Avec pudeur, les Haïtiens, du moins ceux qui ont le droit à la parole audible, ont toujours parlé d’un sentiment d’insécurité qui prévaut dans le pays comme pour atténuer le poids des cadavres et pour garder la face vis-à-vis des autres. Combien de fois, des personnes concernées comme un secrétaire d’État à la Sécurité publique, un chef de la Police, un responsable politique poussé au pied du mur ont-elles sorti l’inusable concept de « sentiment d’insécurité » pour justifier le mal ?

Les fusillades de ce week-end à Los Pasos et dans l’Ohio aux États-Unis ont apporté de l’eau au moulin qu’il faut banaliser en Haïti, les actes isolés de jeunes qui ont grandi dans un environnement traversé par la violence, les conditions de vie précaires et la démission des familles. Comme s’il fallait se réjouir de ne pas avoir affaire en Haïti à des jeunes suprématistes haineux, mais plutôt à de misérables paumés, victimes des ghettos, qui font plus de peur et plus de bruit que de mal.

Non, il ne s’agit pas simplement d’un sentiment d’insécurité que les citoyens expriment pour dire du mal du pays ou pour faire du tort aux dirigeants. Nous vivons, en Haïti, une expérience polyforme et pernicieuse de l’insécurité.

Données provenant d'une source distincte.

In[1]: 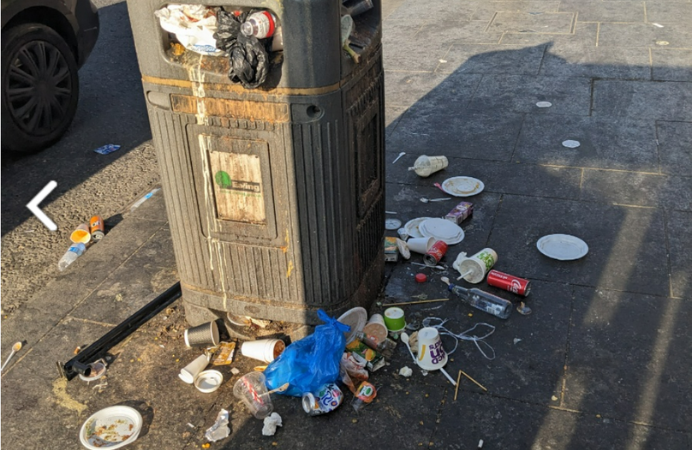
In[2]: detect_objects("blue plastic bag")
[264,309,351,397]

Il ne s’agit pas non plus d’un déni des conditions de la vulnérabilité qui peuvent affecter l’équilibre mental d’un groupe social. Car, contrairement au sentiment d’insécurité, l’expérience de l’insécurité se traduit par l’intensité des preuves matérielles, car elle laisse des traces. Trop de fois douloureuses. Nous tremblons tous devant le recours trop facile à la criminalité de sang. Le jeudi 1er août, le jeune citoyen Peterson Paul est enlevé, humilié en présence de sa femme. Son corps sans vie a été retrouvé à Grand-Ravine quelques heures plus tard. Deux jours avant, une infirmière a été abattue dans la même zone. Peut-être qu’il n’y aura jamais une démarche de la justice, une enquête de Police pour faire semblant de traquer les criminels et, par ricochet, convaincre les familles éplorées de la possibilité de croire dans une protection de l’État. Pendant cette même période, les accidents de la circulation répertoriés, évidement pour des raisons ahurissantes de négligence, ont fait plusieurs morts et des dizaines de blessés. Ces faits sont imprimés sur un fond de dégradation écologique chronique, de l’inefficacité des structures sanitaires, des inégalités sociales, du règne arrogant de l’impunité et de la constance des manœuvres de captation de toutes les ressources du pays par un petit groupe.

Ce n’est nullement étonnant qu’Haïti occupe la 182e place sur les 190 pays notés dans le dernier rapport Doing Business.

Il ne reste plus rien à nier. Le pays fait l’expérience de l’insécurité.